Obama’s plan covers the new investment in part by increasing the agency’s budget by a like amount over the next five years. NASA’s 2011 budget, however, would rise just $276 million, or 1.47 percent over this year’s level.
NASA also has budgeted $3.1 billion over the next five years for a Heavy Lift and Propulsion Technology program focused on first-stage propulsion, in-space engines and basic propulsion research conducted in cooperation with other government agencies and commercial and international partners, Robinson said. NASA intends to kick off the program in 2011 with $559 million.
NASA is also seeking $652 million for 2011 to begin a technology demonstration effort largely focused on so-called flagship-class projects costing between $500 million and $1 billion apiece to demonstrate breakthrough capabilities such as in-orbit refueling and propellant storage and autonomous rendezvous and docking, Robinson said.
NASA’s exploration budget also includes $3 billion over the next five years for a revitalized robotic precursor program that Garver said would include a lunar lander mission. Funding would start at $125 million in 2011 and ramp up quickly from there, topping $900 million annually by 2015.

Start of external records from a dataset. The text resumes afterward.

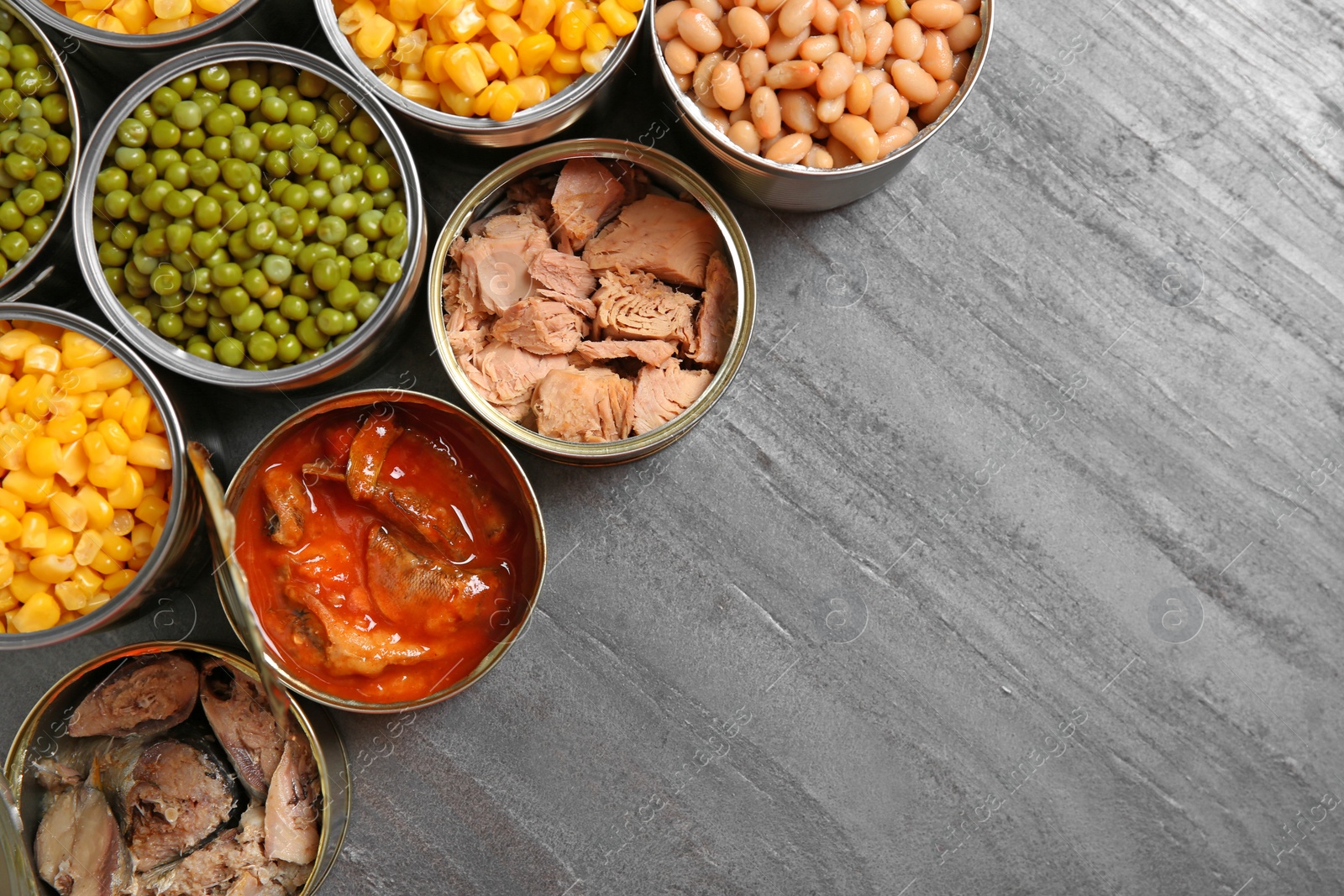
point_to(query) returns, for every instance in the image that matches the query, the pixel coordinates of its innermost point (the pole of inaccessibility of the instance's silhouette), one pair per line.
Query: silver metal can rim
(360, 398)
(517, 130)
(160, 349)
(76, 148)
(171, 39)
(665, 167)
(709, 134)
(331, 768)
(144, 579)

NASA already is subsidizing development of two rival cargo delivery systems under the $500 Commercial Orbital Transportation Services demonstration program begun in 2006 and $3.5 billion worth of Cargo Resupply Services contracts awarded in late 2008. The two recipients of that funding, Dulles, Va.-based Orbital Sciences Corp. and Space Exploration Technologies (SpaceX) of Hawthorne, Calif., expect to demonstrate their systems in 2010 and 2011, respectively.
SpaceX has said it could field a crewed version of its Falcon 9-launched Dragon capsule within three years of receiving funding.
Garver said that at least one large aerospace company has said it could put a crewed system into service even faster than that.
For planning purposes, though, Garver said NASA expects a commercial system to be ready to go in 2016, a year or two years earlier than the Augustine committee concluded Ares 1 and Orion could be ready.
Bolden said during his introductory remarks that NASA would “set standards and processes” to ensure that the envisioned commercial vehicles are safe.
“I lost friends in two space shuttle tragedies, so I give you my word these vehicles will be safe,” Bolden said.
NASA expects to release more details in the coming weeks and months about how it intends to structure its commercial crew program.
Before leaving the call, Bolden made a long-expected announcement about the winners of $50 million in so-called Commercial Crew Development money NASA put out for bid last year. He said Kent, Washington-based Blue Origin, Houston-based Boeing Co., Tucson, Ariz.-based Paragon Space Development Corp., Louisville, Colo.-based Sierra Nevada Corp., and Denver-based United Launch Alliance had been awarded Space Act Agreements for the development of crew concepts, technology demonstrations and studies.